The nightmarish alternate world that Jason Taverner is thrust into after a failed murder attempt embodies the word "Kafkaesque" with a vengeance, but unlike PKD's earlier works the usual sense of paranoia is leavened by certain degree of empathy that points a way out of the maze Taverner has been thrust into no matter how dark his personal universe has become. It seems like PKD was becoming something of a humanist (albeit a very odd version of one) in his later years, and this novel is strongly indicative of that fact.

Nuggety?: Not even close.

Now Reading

Elric at the End of Time by Michael Moorcock.

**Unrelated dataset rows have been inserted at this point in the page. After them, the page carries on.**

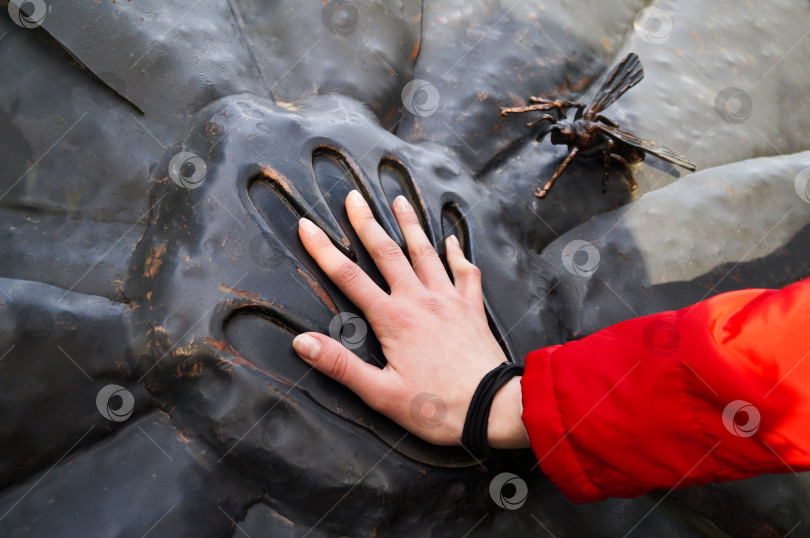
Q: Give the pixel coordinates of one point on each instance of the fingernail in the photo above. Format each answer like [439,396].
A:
[356,199]
[307,226]
[307,346]
[401,203]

Hugo nominee: Dying Inside by Robert Silverberg, 1973

My view: There is no doubt as to what David Selig is in this book. He's a telepath.

He's also a complete and utter wreck of a human being because of it.

This is easily one of Robert Silverberg's darkest novels (at least of the ones I've read) because he pulls absolutely no punches about Selig's many psychological shortcomings or the supposed gift of telepathy.That "gift" has helped shaped Selig into an opportunistic, ethically void grifter who is just as incapable of any sort of real emotional connection to another human being as anyone suffering from severe Asperger syndrome or full-blown autism. He's not a particularly likable protagonist as a result, but that's the point: Silverberg's ultimate message is that taking the easy way out from real human emotional give-and-take (in short, normal human interaction) is no real gift at all - it's one of the worst curses anyone can suffer in life.

Nuggety?:  Only if you're into chewing gravel.